Tabii herkesin gözü; Pazar günü oynanacak olan Başakşehir-Galatasaray maçında.
''Acaba Başakşehir, Kupadaki gibi Galatasaray'ı yine şoke eder mi?''
Doğrusu, teknik adamlıklarını takdir ettiğim iki başarılı insan; Okan Buruk ve Çağdaş Atan...
Bu iki teknik adam yukarıda da ifade ettiğim gibi Ziraat Türkiye Kupası'da karşı karşıya geldiler. Kora kor, dişe diş mücadele Galatasaray lehine oyunun önemli bir bölümünde 11'e 10 sürmesine rağmen maç; 2-2 beraberlikle tamamlandı.
Krzysztof Piatek
Bu sonuç, Pazar günü ligdeki karşılaşma için ölçü mü, elbette değil.
Baykuşlar, ilk yarının en iyi, en formda takımı ve en başarılı hocasına karşı mücadele edecek.
Tabii ki; iki takımın da şartları, imkanları ve fırsatları da farklı.
Avantajlı olan hiç şüphesiz Galatasaray...
Fakat, bu maçta baskıyı en çok hissedecek olan da Galatasaray.
Niye, Başakşehir gibi güçlü rakipler karşısında avantajı tabelaya yansıtmak kolay olmuyor, nitekim kupada olmadı da. Piatek gibi gol yollarında önemli silaha sahip olan Başakşehir çantada keklik değil ki.
Başkanı Göksel Gümüşdağ, hocası Çağdaş Atan iddia ediyorum her ikisi de bu ligin örnek futbol adamları.
Özellikle Göksel Başkan geldiği günden beri iğne ile kuyu kazar gibi müesseseleşme adına yaptığı tesisler, sportif başarı adına koyduğu gerçekleşebilir hedefler, kadrolaşma anlamında takip ettiği transfer yöntem ve anlayışı, ekonomik olarak kulübü güçlü finansal bir yapıya kavuşturması, insan kaynağı olarak gelecek adına altyapıya verdiği önem ve akademi ülke futbolu için takdire şayan hizmetlerdir.
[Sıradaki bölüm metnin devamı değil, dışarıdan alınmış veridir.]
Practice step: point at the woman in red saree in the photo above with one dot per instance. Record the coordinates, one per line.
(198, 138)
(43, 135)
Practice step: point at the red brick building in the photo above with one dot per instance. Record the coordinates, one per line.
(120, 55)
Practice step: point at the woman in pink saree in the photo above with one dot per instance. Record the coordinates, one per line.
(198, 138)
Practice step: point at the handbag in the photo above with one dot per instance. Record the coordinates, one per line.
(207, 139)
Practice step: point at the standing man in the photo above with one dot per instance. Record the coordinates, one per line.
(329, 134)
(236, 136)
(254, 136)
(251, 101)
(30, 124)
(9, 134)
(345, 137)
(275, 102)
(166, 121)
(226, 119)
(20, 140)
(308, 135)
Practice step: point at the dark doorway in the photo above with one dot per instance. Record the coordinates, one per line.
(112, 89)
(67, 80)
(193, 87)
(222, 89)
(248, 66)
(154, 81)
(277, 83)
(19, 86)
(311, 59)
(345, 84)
Hiç şüphesiz böyle vizyon sahibi bir Başkan her maçı kazanmak ister.
Özellikle de zirvedeki rekabeti etkileyebilecek takım olarak.
Diyeceğim o ki; ideal başka realite başka...
Galatasaray önünde kupada, yüzde 34 topa sahip olan Başakşehir takımı, 2 gol bulduysa ki, buldu... Lakin Duarte ve Serdar’ın sakatlığı, Ba, Berat, Crespo'nun cezası...
Özetle hafta sonundaki maç iki taraf için de kolay olmayacak.
Sonuçta her şey kapasiteyle doğru orantılı.
Şu bir gerçek ki Okan Buruk, "Kupa bizim için bir hedef'' dese de Ziraat Türkiye Kupası...
C Grubu'nda Başakşehir ile 2-2 berabere kaldığı maçta Galatasaray'ın yıldızlarını lige yani lige sakladı.
Başlangıç on birinde az süre almış oyuncuları görmek ve yıldızları yarım devre de olsa dinlendirmek adına.
İkinci yarıdaki Mertens ve Yunus hamlesi ve o ideale en yakın on bir Galatasaray'ın gücünü az da olsa yansıttı. Nitekim kaçırılan penaltı ve değerlendirilemeyen onca fırsat bu gücü ifade etmeye yetiyor da artıyor.